Dace... aide-moi... parvint-elle difficilement à réclamer par télépathie à son allié. Rapidement, les ténèbres envahirent l'auberge, plongeant le monde dans l'obscurité la plus totale. La pression se relâcha, elle prit une grande inspiration tandis qu'une main se posait sur son épaule dans un geste rassurant. Un sourire effleura ses lèvres, elle se demanda si son sauveur pouvait le voir. Il en faisait toujours trop,

surtout lorsqu'elle était concernée.

Une seconde plus tard, la brume sombre se dissipa, dévoilant des clients endormis sur les tables et des serveuses somnolant à même le sol. Seuls étaient éveillés la jeune femme, l'elfe ainsi qu'un grand homme aux cheveux d'ébène, aux yeux noirs et dont une corne blanche saillait de son front.

— Qui êtes-vous ? demanda ce dernier d'un ton autoritaire.

— Ferme-la.

Instantanément, il se retrouva incapable de parler.

— Dace, tu ne trouves pas que c'est un peu violent ?

— Il a voulu te faire du mal.

— Je n'ai rien.

— Ta voix est rauque.

— Ce n'est pas le sujet, rétorqua-t-elle avant de se tourner vers l'individu aux yeux rose pâle. Je m'appelle Rhys, et voici Dace. Nous cherchons à rassembler les personnes les plus puissantes de ce monde pour mettre fin à ces temps troublés et à cette quête insatiable de pouvoir. Vous ne savez rien de nous, Naertho, cependant je vous connais. Vous êtes passé par des épreuves difficiles et que vous êtes seul. Ma proposition est la suivante : rejoignez-nous, aidez-nous et nous vous rendrons la pareille en vous offrant notre soutien ainsi qu'un endroit où vous reposez. Vous devez être fatigué d'errer sans but, je me trompe ? conclut-elle d'une voix douce.

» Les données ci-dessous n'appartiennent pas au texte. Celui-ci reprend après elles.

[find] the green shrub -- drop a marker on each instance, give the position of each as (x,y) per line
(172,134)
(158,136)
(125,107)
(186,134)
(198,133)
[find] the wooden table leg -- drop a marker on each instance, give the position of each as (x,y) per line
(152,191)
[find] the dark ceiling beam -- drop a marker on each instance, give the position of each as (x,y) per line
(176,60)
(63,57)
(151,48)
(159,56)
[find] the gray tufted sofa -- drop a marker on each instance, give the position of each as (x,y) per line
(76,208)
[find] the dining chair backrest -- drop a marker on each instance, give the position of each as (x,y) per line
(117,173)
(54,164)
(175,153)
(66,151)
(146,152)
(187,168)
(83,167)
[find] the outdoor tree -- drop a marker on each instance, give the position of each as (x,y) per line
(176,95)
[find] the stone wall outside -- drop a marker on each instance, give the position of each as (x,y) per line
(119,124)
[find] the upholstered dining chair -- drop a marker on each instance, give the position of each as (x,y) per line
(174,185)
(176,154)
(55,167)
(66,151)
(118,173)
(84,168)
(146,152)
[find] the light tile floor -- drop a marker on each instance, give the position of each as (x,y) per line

Les lèvres de l'elfe bougèrent, il retrouva la parole.

— Je ne vous fais pas confiance.

— Vous n'avez qu'à nous accompagner quelque temps afin d'apprendre à nous connaitre. Ou vous préférez rester seul, Naertho ?

— Ne prononcez pas ce nom.

— Comment dois-je vous appeler ? questionna-t-elle gentiment.

Il hésita un long moment. Sa réponse déciderait de la suite, s'il ne souhaitait pas se lier avec ces deux inconnus, il lui suffisait de partir. Nonobstant, ces étrangers étaient bien trop instruits et dangereux pour être ignorés.

— Nodj, dit-il avec un signe de la tête leur indiquant qu'il acceptait leur proposition.

Ce fut de cette manière que l'elfe rejoignit un groupe qui deviendrait plus tard légendaire, celui des Puissants, des personnes capables de changer le monde par leur simple volonté.